We need to aggregate messages coming in any order asynchronously in a kafka topic and output an aggregated message after the transformation.
Messages are <Key, Value> pairs of binary data
our data model is as follows.
messages have keys that connect them logically.
they internally have information of the whole logical entity
- message part e.g: 1 of 3
- totalmessages [the number of messages that make up the whole entity]
A low level Kafka Streams API is used to aggregate the messages using a persisted (log backed - resilient) State Store.
The transformer collects the parts and if all present, emits the aggregated message and cleans the State Store.
A process is scheduled at Wall Clock time Intervals to check if incomplete messages exist in the State Store and expires them writing a Aggregation Message with an error to the downstream.
- input m1...mn -> Ma (aggregated)
- input m1...m(n-1) -> Me (aggregated erroneous/incomplete after timeout)

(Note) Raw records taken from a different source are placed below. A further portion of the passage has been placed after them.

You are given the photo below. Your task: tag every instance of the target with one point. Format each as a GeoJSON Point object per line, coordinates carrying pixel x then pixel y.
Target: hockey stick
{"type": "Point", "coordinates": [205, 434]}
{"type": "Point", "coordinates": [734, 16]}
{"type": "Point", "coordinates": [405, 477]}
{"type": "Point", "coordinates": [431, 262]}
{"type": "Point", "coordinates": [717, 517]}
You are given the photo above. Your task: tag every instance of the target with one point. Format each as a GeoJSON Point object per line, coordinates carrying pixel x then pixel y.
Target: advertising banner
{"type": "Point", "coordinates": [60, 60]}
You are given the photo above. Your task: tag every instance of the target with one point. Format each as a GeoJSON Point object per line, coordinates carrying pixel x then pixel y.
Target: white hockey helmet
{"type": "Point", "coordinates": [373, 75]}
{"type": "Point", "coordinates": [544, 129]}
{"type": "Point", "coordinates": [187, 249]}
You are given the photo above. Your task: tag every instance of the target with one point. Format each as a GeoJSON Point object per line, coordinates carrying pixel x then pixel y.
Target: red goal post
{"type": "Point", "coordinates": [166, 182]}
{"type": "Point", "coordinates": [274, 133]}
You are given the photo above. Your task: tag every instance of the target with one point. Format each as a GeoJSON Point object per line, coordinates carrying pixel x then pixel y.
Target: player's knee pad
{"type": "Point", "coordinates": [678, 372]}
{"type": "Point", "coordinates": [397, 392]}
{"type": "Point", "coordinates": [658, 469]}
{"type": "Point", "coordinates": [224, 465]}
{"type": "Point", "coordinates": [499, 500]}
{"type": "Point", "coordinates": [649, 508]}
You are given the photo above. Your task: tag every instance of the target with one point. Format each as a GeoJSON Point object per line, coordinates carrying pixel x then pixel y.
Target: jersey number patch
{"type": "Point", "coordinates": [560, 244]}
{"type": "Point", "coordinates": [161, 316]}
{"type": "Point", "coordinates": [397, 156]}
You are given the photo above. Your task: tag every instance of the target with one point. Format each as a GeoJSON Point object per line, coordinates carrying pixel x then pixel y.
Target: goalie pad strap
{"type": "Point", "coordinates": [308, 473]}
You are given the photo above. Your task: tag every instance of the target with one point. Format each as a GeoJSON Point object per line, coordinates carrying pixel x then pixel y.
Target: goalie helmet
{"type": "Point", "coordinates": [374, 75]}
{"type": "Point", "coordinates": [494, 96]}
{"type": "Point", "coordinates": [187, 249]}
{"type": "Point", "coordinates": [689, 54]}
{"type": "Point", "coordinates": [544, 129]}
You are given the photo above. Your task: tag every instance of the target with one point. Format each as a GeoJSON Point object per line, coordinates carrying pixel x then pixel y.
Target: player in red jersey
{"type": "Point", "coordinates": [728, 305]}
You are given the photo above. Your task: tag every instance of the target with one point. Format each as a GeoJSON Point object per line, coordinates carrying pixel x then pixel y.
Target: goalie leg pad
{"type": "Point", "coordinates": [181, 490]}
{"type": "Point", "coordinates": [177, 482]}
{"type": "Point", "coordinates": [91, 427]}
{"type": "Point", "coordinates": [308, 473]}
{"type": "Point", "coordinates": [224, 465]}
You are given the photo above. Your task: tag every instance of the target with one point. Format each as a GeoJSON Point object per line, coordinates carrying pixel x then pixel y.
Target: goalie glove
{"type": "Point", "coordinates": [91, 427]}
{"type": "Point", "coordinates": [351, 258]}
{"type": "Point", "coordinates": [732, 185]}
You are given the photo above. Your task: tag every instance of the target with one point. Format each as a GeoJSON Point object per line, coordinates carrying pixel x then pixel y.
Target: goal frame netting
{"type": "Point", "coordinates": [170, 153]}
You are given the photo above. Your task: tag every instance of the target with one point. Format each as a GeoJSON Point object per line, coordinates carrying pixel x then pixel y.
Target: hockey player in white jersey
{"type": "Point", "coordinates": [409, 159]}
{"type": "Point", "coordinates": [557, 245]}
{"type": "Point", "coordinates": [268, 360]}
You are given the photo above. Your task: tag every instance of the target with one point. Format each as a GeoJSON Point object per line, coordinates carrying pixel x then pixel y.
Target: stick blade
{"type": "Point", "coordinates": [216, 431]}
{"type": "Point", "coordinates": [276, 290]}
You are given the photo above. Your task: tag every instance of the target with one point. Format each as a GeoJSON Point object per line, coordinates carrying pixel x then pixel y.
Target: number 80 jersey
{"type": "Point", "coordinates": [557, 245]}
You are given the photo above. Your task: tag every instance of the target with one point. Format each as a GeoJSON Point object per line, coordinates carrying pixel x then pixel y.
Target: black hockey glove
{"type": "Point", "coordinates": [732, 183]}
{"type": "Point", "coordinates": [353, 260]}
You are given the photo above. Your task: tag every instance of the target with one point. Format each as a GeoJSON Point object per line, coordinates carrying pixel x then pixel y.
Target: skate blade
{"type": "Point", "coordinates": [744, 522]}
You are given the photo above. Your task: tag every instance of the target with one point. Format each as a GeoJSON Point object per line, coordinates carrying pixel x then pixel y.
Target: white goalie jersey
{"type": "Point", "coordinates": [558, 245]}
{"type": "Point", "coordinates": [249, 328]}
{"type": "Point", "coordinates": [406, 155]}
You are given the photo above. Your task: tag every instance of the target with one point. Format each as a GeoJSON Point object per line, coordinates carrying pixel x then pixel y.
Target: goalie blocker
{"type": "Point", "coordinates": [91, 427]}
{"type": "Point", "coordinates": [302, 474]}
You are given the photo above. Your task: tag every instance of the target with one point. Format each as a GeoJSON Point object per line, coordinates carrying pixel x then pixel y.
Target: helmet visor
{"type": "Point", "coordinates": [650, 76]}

public class OcrEventTransformer implements Transformer<String, OcrReadyEvent, KeyValue<String, OcrAggregatedEvent>> {
private ProcessorContext context;
private KeyValueStore<String, StoreItem> kvStore;
private String stateStoreName;
public OcrEventTransformer(String stateStoreName) {
this.stateStoreName = stateStoreName;
}
@Override
public void init(ProcessorContext context) {
this.context = context;
kvStore = (KeyValueStore) context.getStateStore(stateStoreName);
this.context.schedule(Duration.ofMillis(1000), PunctuationType.WALL_CLOCK_TIME, (timestamp) -> invalidateExpiredMessages());
}
@Override
public KeyValue<String, OcrAggregatedEvent> transform(String key, OcrReadyEvent event) {
try {
log.trace("transforming {} msg {} of {}", key, event.getPart(), event.getTotal());
StoreItem storeItem = this.kvStore.get(key);
if (storeItem == null) {
storeItem = new StoreItem(event);
} else {
storeItem.incrementAndGetCount();
storeItem.addEvent(event);
}
kvStore.put(key, storeItem);
if (storeItem.isComplete()) {
kvStore.delete(key);
return KeyValue.pair(key, storeItem.finalise());
}
} catch (Exception e) {
log.error("error in transformer");
e.printStackTrace();
}
return null;
}
private void invalidateExpiredMessages() {
try {
log.trace("invalidateExpiredMessages....");
KeyValueIterator<String, StoreItem> it = this.kvStore.all();
while (it.hasNext()) {
KeyValue<String, StoreItem> entry = it.next();
log.trace("entry key {}", entry.key);
if (entry.value.hasExpired()) {
log.trace("Invalidating message key: {} val {}", entry.key, entry.value);
String key = entry.key;
OcrAggregatedEvent event = entry.value.finalise("expired");
context.forward(key, event);
kvStore.delete(entry.key);
}
}
it.close();
context.commit();
} catch (Exception e) {
log.error("error in punctuator", e.getMessage());
}
}
@Override
public void close() {
}
}
public class CustomAggregator {
private static final String STATE_STORE_NAME = "ocr-store";
@Bean
public Function<KStream<String, OcrReadyEvent>, KStream<String, OcrReadyEvent>> customaggregator() {
return input ->
input
.transform((TransformerSupplier) () -> new OcrEventTransformer(STATE_STORE_NAME), Named.as("ocr-transformer"), STATE_STORE_NAME);
}
@Bean
public StoreBuilder mystore() {
return Stores.keyValueStoreBuilder(Stores.inMemoryKeyValueStore(STATE_STORE_NAME), new Serdes.StringSerde(), CustomSerdes.StoreItemSerde());
}
}
- Springboot
- Springcloud Kafka Streams
- Springcloud Kafka Streams Binder
- Embededkafka Integration Tests
- TopologyTestDriver Unit Tests that are faster and address every aspect of the custom stream processing.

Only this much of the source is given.